One can only refuse to label Assemble and participatory art as “art” if one considers the dominating way of creating art today as the essence of art. Granby Four Streets or other participatory projects correspond to the further reaches of art, for example in the historical legacy of the artistic avant-garde. What the avant-gardists have in common is that where others see Art, they see only a corpus of historical habits, a certain way of creating in the artist, a certain kind of receptiveness to the artwork in the spectator. The avant-garde could therefore be seen as a vast undertaking to “dehabituate” our way of evaluating Art, in other words, everything that corresponds to a pre-established canon (a definition of Beauty, this or that technical skill, certain media…). Thus resulting in the emancipated forms that were characteristic of those movements: collage, ready-made, performance, conversation, etc. – all of which are forms that, at the time of their emergence, did not seem artistic.
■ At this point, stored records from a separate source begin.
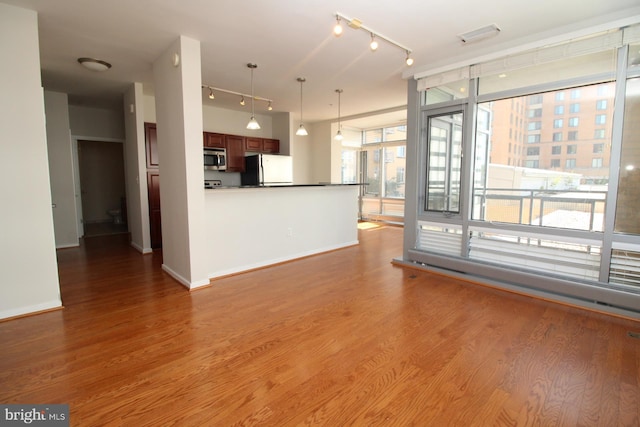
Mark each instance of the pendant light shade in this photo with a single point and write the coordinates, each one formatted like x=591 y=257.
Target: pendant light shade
x=253 y=123
x=339 y=136
x=301 y=129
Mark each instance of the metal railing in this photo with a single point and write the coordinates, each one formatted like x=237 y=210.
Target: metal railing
x=573 y=209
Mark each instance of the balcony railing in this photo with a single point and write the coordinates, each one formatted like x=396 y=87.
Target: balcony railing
x=572 y=209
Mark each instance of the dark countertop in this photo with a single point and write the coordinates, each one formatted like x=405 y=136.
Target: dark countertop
x=223 y=187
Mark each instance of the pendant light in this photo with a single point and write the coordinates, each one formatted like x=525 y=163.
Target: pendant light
x=301 y=130
x=253 y=123
x=338 y=136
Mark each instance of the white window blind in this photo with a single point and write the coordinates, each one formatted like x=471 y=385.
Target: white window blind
x=569 y=49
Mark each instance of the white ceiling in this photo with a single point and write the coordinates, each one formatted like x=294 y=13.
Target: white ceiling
x=289 y=39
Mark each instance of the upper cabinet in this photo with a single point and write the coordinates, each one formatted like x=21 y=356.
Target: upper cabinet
x=151 y=140
x=261 y=145
x=235 y=153
x=214 y=140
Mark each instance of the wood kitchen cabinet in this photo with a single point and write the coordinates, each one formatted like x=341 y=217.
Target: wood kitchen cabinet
x=235 y=153
x=261 y=145
x=270 y=145
x=214 y=140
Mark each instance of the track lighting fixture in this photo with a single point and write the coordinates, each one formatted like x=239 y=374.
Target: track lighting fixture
x=409 y=60
x=211 y=95
x=374 y=43
x=337 y=30
x=301 y=130
x=338 y=136
x=253 y=123
x=356 y=24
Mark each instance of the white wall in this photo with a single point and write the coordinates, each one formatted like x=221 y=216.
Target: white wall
x=61 y=169
x=97 y=122
x=27 y=247
x=264 y=226
x=179 y=126
x=135 y=169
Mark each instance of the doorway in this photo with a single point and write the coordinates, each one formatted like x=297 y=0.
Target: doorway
x=102 y=187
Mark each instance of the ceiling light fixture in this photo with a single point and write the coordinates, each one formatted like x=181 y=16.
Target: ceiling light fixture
x=480 y=34
x=356 y=24
x=94 y=64
x=301 y=130
x=339 y=133
x=337 y=30
x=409 y=60
x=253 y=123
x=374 y=43
x=245 y=95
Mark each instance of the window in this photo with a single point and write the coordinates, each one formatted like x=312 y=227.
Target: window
x=628 y=204
x=531 y=164
x=444 y=162
x=535 y=112
x=535 y=99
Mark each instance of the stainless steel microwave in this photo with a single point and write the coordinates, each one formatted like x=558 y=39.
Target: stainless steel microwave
x=215 y=159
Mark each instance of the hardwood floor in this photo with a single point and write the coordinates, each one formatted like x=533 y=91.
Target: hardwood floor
x=343 y=338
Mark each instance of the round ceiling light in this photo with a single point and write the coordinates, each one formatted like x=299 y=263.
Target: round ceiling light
x=94 y=64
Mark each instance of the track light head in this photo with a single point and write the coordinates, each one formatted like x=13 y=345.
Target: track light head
x=409 y=60
x=337 y=30
x=374 y=43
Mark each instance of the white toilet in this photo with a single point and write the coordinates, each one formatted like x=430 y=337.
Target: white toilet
x=116 y=214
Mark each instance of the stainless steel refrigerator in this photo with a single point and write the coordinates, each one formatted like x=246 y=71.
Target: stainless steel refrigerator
x=267 y=169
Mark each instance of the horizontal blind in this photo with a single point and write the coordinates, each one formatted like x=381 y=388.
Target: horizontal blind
x=573 y=48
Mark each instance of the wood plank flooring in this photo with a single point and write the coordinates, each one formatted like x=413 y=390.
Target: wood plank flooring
x=343 y=338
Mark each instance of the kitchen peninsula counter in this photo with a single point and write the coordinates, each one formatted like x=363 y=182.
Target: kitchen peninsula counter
x=250 y=227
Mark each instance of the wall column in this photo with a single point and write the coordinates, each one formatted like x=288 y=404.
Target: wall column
x=177 y=82
x=27 y=247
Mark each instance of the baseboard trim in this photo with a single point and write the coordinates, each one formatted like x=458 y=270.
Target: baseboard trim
x=140 y=249
x=6 y=315
x=184 y=282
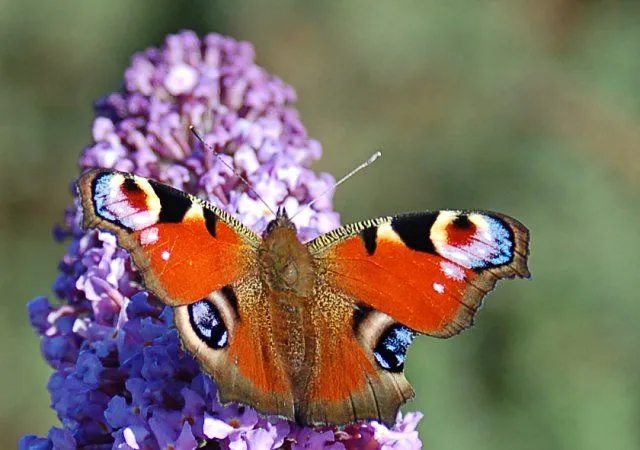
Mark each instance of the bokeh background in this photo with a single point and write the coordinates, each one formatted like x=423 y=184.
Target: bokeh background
x=529 y=108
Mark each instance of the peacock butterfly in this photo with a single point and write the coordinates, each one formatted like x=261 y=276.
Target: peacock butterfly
x=314 y=332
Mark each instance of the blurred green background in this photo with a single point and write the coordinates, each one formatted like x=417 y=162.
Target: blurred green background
x=529 y=108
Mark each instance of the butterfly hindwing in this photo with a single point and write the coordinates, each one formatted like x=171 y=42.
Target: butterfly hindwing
x=184 y=247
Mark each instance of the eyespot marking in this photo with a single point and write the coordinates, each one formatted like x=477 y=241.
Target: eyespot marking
x=174 y=204
x=207 y=323
x=125 y=201
x=413 y=229
x=473 y=240
x=391 y=350
x=210 y=221
x=369 y=236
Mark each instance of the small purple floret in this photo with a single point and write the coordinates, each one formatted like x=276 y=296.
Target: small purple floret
x=121 y=379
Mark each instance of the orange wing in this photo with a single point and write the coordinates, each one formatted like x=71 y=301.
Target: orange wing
x=428 y=271
x=184 y=247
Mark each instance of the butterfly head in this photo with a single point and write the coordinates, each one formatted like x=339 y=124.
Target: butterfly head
x=281 y=221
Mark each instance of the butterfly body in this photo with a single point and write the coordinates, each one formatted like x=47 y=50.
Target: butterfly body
x=315 y=332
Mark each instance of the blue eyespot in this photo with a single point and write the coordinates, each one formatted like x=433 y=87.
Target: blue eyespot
x=207 y=324
x=392 y=347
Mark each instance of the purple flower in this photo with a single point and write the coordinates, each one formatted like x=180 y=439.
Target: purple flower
x=121 y=379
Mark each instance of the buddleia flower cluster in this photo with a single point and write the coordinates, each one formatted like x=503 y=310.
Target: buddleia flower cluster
x=120 y=377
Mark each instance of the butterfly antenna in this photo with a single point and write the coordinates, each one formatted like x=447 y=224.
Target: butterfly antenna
x=217 y=155
x=365 y=164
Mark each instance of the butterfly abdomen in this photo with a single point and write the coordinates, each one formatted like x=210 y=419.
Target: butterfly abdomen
x=286 y=264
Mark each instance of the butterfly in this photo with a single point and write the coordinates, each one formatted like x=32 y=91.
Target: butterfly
x=314 y=332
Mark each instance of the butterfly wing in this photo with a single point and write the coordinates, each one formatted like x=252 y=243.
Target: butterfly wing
x=185 y=248
x=200 y=260
x=424 y=273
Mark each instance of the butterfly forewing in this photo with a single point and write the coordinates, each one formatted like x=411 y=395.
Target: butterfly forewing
x=184 y=247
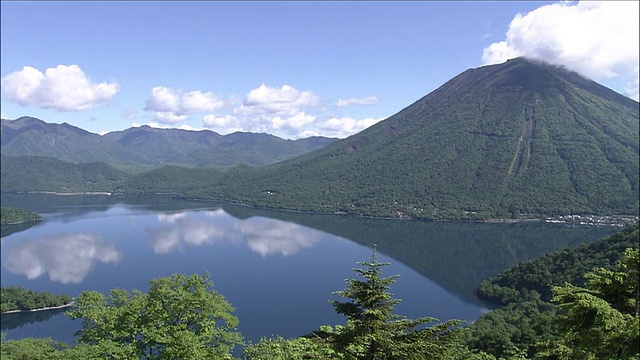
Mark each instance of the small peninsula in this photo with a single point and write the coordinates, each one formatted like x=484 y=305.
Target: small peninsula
x=17 y=299
x=10 y=216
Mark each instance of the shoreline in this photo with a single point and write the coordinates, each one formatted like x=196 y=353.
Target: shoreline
x=36 y=310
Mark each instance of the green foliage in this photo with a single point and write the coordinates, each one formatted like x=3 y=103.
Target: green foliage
x=568 y=265
x=37 y=173
x=17 y=298
x=145 y=146
x=510 y=140
x=15 y=216
x=600 y=320
x=180 y=317
x=532 y=326
x=278 y=348
x=373 y=331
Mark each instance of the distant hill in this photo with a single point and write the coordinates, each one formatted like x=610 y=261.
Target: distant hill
x=39 y=173
x=146 y=146
x=503 y=140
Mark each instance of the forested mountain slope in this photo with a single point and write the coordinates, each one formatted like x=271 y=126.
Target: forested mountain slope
x=150 y=147
x=501 y=140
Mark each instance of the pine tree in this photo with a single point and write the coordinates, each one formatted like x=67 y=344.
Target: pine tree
x=373 y=331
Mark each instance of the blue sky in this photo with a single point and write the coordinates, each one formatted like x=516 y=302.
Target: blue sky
x=292 y=69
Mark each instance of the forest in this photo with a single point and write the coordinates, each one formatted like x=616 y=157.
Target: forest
x=15 y=215
x=17 y=298
x=579 y=303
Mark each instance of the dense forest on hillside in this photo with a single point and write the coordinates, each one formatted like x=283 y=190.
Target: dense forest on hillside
x=517 y=140
x=593 y=313
x=17 y=298
x=528 y=320
x=37 y=173
x=15 y=216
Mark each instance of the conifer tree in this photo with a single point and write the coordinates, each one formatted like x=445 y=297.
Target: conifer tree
x=373 y=331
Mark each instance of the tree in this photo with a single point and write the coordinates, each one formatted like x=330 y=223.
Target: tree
x=180 y=317
x=373 y=331
x=600 y=320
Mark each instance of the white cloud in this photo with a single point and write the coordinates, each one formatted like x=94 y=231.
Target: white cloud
x=282 y=112
x=129 y=113
x=284 y=101
x=292 y=123
x=597 y=39
x=64 y=88
x=342 y=127
x=169 y=117
x=369 y=100
x=168 y=126
x=173 y=106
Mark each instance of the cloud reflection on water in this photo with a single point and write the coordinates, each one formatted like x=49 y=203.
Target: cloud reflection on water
x=263 y=236
x=68 y=258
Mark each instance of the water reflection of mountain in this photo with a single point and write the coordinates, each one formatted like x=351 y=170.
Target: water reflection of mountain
x=71 y=204
x=456 y=255
x=6 y=230
x=18 y=320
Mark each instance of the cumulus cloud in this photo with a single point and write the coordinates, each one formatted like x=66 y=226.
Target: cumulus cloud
x=342 y=127
x=369 y=100
x=597 y=39
x=169 y=117
x=130 y=113
x=286 y=101
x=67 y=258
x=63 y=88
x=172 y=106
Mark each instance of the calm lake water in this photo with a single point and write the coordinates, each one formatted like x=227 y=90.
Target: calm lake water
x=277 y=269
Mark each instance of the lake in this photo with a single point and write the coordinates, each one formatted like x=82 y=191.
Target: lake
x=278 y=269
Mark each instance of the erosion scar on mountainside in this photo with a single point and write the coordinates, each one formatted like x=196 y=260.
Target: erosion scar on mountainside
x=527 y=134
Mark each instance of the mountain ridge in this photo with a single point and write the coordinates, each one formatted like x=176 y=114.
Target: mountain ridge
x=502 y=140
x=150 y=147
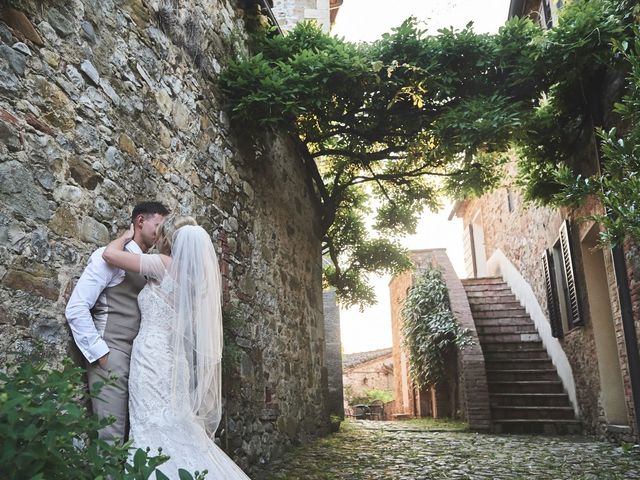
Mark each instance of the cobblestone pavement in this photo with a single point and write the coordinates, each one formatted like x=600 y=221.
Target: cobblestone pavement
x=393 y=451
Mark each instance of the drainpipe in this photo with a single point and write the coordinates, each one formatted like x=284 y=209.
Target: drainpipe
x=628 y=327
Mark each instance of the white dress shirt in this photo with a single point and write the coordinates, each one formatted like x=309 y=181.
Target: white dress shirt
x=97 y=276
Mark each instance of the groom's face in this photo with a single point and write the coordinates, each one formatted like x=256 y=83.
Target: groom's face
x=148 y=225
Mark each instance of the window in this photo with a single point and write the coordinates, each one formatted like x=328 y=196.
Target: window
x=563 y=295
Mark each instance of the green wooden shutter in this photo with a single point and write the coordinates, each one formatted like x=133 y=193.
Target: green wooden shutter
x=573 y=290
x=552 y=294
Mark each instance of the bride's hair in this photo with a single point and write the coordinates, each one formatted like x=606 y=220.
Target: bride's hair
x=168 y=228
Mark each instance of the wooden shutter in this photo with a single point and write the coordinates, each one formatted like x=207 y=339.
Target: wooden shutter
x=573 y=290
x=552 y=294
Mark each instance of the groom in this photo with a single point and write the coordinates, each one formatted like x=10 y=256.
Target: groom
x=104 y=318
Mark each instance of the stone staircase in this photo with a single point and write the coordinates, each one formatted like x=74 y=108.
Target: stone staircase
x=525 y=391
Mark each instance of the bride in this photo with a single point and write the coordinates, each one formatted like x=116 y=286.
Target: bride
x=175 y=376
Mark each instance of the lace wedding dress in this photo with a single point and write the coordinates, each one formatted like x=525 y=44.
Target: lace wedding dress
x=157 y=419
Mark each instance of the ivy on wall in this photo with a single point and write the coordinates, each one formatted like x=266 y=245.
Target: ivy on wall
x=429 y=328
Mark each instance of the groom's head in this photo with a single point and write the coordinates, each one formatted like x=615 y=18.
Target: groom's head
x=146 y=217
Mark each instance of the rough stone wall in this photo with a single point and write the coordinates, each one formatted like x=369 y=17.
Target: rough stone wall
x=467 y=381
x=103 y=104
x=376 y=374
x=523 y=233
x=398 y=288
x=290 y=12
x=333 y=353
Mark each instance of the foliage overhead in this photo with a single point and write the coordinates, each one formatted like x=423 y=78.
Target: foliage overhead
x=399 y=122
x=429 y=328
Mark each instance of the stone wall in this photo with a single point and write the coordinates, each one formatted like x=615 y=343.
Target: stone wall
x=375 y=374
x=333 y=354
x=522 y=232
x=103 y=104
x=290 y=12
x=471 y=395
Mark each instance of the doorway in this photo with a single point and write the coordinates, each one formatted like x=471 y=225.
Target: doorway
x=611 y=387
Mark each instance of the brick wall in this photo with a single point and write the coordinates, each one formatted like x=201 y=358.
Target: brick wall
x=522 y=232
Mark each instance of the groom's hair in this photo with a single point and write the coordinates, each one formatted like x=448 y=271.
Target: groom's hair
x=148 y=208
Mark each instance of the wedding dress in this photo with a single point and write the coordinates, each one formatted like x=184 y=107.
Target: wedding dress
x=160 y=391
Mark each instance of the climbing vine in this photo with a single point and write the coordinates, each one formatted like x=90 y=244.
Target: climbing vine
x=388 y=128
x=429 y=328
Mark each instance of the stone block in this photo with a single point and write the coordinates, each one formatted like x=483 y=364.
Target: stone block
x=34 y=278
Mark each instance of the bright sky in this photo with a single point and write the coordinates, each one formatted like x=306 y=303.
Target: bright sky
x=367 y=20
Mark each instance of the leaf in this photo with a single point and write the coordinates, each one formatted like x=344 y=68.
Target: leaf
x=184 y=475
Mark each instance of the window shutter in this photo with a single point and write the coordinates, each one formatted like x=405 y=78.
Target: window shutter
x=575 y=316
x=552 y=294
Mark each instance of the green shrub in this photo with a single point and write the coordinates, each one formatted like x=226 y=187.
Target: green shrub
x=430 y=330
x=47 y=433
x=370 y=395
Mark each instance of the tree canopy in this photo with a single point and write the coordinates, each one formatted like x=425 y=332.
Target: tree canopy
x=391 y=126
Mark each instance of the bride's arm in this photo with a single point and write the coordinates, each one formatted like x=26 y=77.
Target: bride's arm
x=116 y=255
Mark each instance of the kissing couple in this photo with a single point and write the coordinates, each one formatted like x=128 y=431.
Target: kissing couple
x=155 y=322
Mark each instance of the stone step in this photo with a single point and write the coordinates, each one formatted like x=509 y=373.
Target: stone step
x=489 y=298
x=535 y=413
x=498 y=355
x=503 y=329
x=538 y=374
x=503 y=287
x=488 y=322
x=496 y=291
x=518 y=363
x=544 y=386
x=530 y=399
x=506 y=313
x=482 y=281
x=508 y=337
x=492 y=307
x=528 y=426
x=509 y=342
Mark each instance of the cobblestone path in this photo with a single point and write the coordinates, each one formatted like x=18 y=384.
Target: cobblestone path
x=393 y=451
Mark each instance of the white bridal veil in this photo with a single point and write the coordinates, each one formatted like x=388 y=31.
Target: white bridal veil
x=198 y=306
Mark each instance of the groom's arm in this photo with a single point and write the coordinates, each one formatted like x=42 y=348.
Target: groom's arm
x=95 y=278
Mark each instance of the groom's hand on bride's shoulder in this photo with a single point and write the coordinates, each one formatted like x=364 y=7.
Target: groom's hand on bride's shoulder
x=102 y=361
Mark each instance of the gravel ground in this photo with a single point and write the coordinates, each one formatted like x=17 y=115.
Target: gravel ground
x=399 y=451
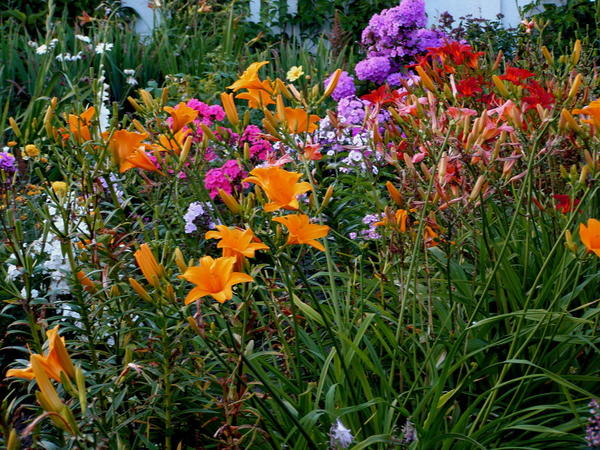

Participatory art, when taken as an art of the commons, can be analyzed as one of the most recent incarnations of the avant-garde. It shares with them a taste for uncategorizable forms that disrupt our customary manner of making and receiving art. But they also share the same foundational compass: “to change art and life”. In the end, redefining the habits of art aims to reconfigure our vital habits – otherwise why bother? Changing how art is made transforms our way of relating to the world. By following this compass, an entire branch of participatory art is asking the question: “How can we change life, by which we mean, truly affect society and politics in the current democratic context?” With regard to this concern shared by the avant-garde yet updated for today’s socio-political situation, participatory art, in the sense of an art of the commons, wagers that artist-participant collaboration constitutes the best mode of action for reconfiguring creation into a way of being together and collective doing. In other words, the art of the commons reactivates an emancipation from forms specific to the avant-garde and offers the invention of forms that are unique, to say the least: the invention of forms of politics.

Sailboat politics

Lone Twin, The Boat Project

Lone Twin, The Boat Project

Between February and August 2011, through newspaper adverts, posters and by word of mouth, English artists Lone Twin (a collective made up of Gregg Whelan and Gary Winters) launch a call for contributions: they’re looking for pieces of wood. But not just any pieces: “From pencil to piano – exotic wood like zingana or common wood like pine – we want something that is a piece of your life, something that tells a story10.” If you were interested by the call, you could either wait for Lone Twin to pass through your city to collect the donations, or take your own weekend trip to the boathouse at the Emsworth marina. Visitors to the Boat Shed are welcomed by Gregg Whelan and Gary Winters. They ask you to tell the story of your piece of wood. They listen, ask questions. The conversation is recorded, a photo of you with your piece of wood is taken, and everything is carefully numbered and archived. A total of 1221 donations are collected. The sailboat is therefore made out of a very unlikely combination of objects: a guitar, a hanger, paper pencils, a hockey stick, a spoon, a closet, a mask…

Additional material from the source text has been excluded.